C.R.
You have a right not to be happy, E.. What does hubby think he is doing??? he needs to grow up and be a husband to you and a dad to those little boys. I'd tell him a to be a role model not an embarrassment.
It sounds like you need some counseling but he also souds like he has way to much free time on his hands.
The drinking will be his (and your) downfall eventually.
It will drive a wedge so dep and so wide between you that your skin will crawl when you hear him drop ice in a glass.
I stayed with my husband a drinker of 30+ years for 35 years before having enough and calling it quits. I felt like a doormat. Oddly enough, my children now grown, encoraged me to leave him. I had no idea how the drinking had affected all of them over the years. The girls still talk with him the boys don't. It is his loss.

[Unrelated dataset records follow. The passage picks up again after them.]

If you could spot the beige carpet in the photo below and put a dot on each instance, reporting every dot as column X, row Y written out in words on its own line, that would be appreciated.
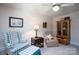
column 60, row 50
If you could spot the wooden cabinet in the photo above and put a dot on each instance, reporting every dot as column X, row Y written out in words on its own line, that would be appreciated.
column 39, row 41
column 63, row 31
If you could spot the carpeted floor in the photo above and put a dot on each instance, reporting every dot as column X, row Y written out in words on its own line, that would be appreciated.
column 60, row 50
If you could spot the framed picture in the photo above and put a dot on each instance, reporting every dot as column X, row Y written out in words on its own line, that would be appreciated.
column 15, row 22
column 44, row 24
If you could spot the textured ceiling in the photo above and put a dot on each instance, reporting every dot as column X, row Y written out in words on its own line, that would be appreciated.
column 42, row 8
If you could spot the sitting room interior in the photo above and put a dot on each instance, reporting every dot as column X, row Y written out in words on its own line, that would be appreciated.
column 39, row 28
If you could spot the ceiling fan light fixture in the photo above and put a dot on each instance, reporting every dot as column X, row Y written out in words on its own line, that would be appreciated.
column 56, row 8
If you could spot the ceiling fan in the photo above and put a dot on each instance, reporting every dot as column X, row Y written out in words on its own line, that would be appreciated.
column 57, row 6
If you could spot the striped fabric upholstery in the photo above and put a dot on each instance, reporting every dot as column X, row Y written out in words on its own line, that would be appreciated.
column 13, row 41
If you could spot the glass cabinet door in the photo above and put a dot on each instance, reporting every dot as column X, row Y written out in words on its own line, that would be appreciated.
column 58, row 28
column 64, row 28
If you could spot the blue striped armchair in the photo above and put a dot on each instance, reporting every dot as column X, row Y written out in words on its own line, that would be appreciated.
column 14, row 43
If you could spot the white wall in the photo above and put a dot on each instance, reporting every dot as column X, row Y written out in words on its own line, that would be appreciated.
column 74, row 26
column 31, row 16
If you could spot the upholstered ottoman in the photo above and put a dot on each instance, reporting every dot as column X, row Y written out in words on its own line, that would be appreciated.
column 32, row 50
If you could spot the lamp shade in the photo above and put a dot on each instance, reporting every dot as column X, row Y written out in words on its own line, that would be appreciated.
column 36, row 27
column 56, row 8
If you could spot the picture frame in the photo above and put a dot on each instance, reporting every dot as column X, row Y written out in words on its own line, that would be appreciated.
column 15, row 22
column 44, row 24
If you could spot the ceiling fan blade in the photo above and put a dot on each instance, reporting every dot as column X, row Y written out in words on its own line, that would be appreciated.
column 66, row 5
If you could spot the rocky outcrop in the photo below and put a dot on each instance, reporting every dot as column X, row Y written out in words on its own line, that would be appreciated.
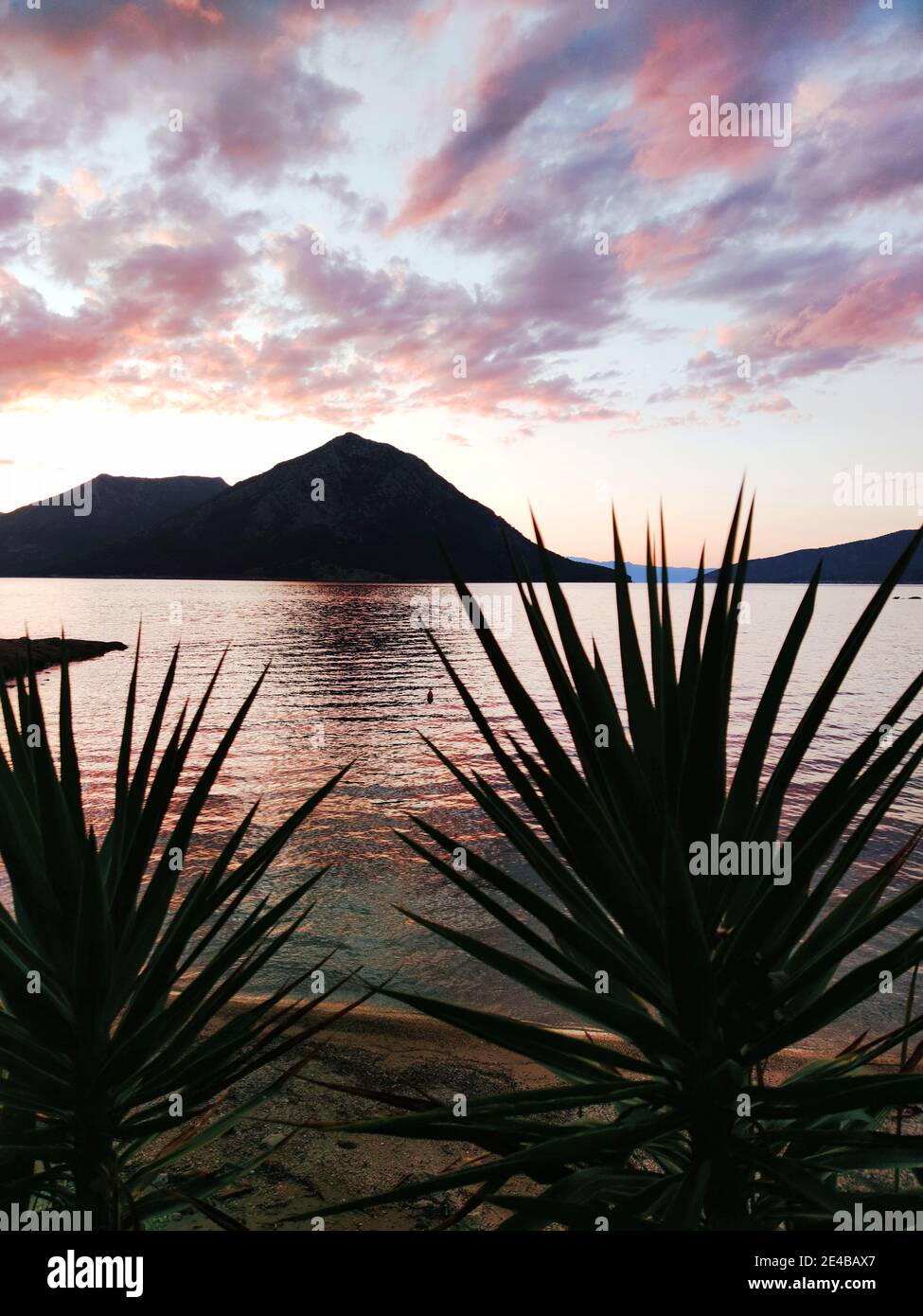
column 46, row 653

I worry about you young moms and dealing with all of this.
Again, IF he will go to counseling, I would try that. He does NOT NEED to stay out over night. What does he think this is?? 12 years old and a sleepover event? Of course he is fooling around and you are giving him the opportunity by not making him stand up to the plate and be a husband and responsible father. You and your sons deserve better than that.
Sorry about the straightforward talk. I feel that works best.
HE has a lot to lose here. Even if you don't stay together, he will have to pay you child support until those boys are 18 years old. DON'T put up with his youthful behavior another day. Always tell yourself that YOU are a worthy person and he is being disrespectful to his son's mother by acting this way. IT is the only way to look at this situation.
Good luck, E.. I will keep you in my thoughts and prayers.